Essendo un fenomeno che va a collocarsi su un’ampia dimensione di multicasualità, è evidente che anche il trattamento debba avvalersi di differenti canali da utilizzare  in sinergia al fine di fornire al soggetto portatore del disturbo un approccio integrato che lavori su più aspetti della vita dell’individuo, al fine di garantirne un miglioramento della qualità. Appare evidente a questo punto la necessità dell’individualizzazione di qualsiasi forma di trattamento si metta in atto, tenendo presente tuttavia che la sola astinenza dai comportamenti di gioco non può essere valutata come obiettivo soddisfacente.
Nell’ottica dell’integrazione degli interventi appaiono molto diffusi ed utili i gruppi di giocatori anonimi, basati sul sistema dei gruppi di auto-aiuto, che forniscono un contesto di scambio e confronto dell’esperienza e contemporaneamente di contenimento emotivo rispetto ai vissuti di frustrazione e solitudine spesso presenti in queste forme di dipendenza.

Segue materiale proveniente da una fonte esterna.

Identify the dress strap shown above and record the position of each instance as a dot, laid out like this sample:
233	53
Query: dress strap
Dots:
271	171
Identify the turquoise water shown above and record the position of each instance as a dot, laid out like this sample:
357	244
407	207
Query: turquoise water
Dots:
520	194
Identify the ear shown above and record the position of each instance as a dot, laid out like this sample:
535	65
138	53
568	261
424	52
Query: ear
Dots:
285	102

Per quel che riguarda il trattamento psicoterapeutico individuale, esso non può prescindere dalla motivazione del soggetto al cambiamento, e a tal fine sarà innanzitutto necessario spostare lo sguardo del paziente dall’aspetto economico del comportamento alle difficoltà che lo stesso crea nella vita affettiva, sociale e lavorativa del giocatore.

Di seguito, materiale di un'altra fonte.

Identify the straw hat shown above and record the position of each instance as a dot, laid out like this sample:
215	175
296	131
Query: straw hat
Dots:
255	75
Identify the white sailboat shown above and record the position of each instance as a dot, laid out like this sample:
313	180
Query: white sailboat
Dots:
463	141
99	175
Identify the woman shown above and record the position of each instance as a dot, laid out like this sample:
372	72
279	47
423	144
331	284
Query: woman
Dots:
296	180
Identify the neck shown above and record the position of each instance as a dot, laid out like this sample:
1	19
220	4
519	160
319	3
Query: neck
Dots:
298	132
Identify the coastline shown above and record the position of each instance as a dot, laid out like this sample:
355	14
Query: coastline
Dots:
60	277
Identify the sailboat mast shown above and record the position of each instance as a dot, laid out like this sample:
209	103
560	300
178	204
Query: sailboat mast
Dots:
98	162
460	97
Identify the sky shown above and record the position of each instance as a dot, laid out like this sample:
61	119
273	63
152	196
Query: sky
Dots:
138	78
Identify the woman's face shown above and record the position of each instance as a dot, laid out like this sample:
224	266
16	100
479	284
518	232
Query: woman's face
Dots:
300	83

 Nel contesto terapeutico è necessario perciò concentrarsi e individuare il significato che per il singolo individuo ha il gioco d’azzardo, lavorando sulla risoluzione dei conflitti che ne sono alla base, collegati a specifici e personalissimi vissuti che toccano le aree dell’affettività, della socializzazione e del confine tra l’Io e la realtà. Non è raro inoltre riscontrare nei soggetti affetti da questa forma di dipendenza vissuti e sentimenti di ostilità verso se stessi e verso le figure d’autorità della propria vita, in cui il gioco compulsivo va a prendere le caratteristiche di una modalità di espressione di questi stati emotivi  e di gestione di tali vissuti aggressivi che non possono essere espressi nel contesto sociale ed intra-psichico del giocatore, finendo per essere negati e rifiutati e assumendo forme differenti e apparentemente più controllabili, come nel caso del  gioco compulsivo.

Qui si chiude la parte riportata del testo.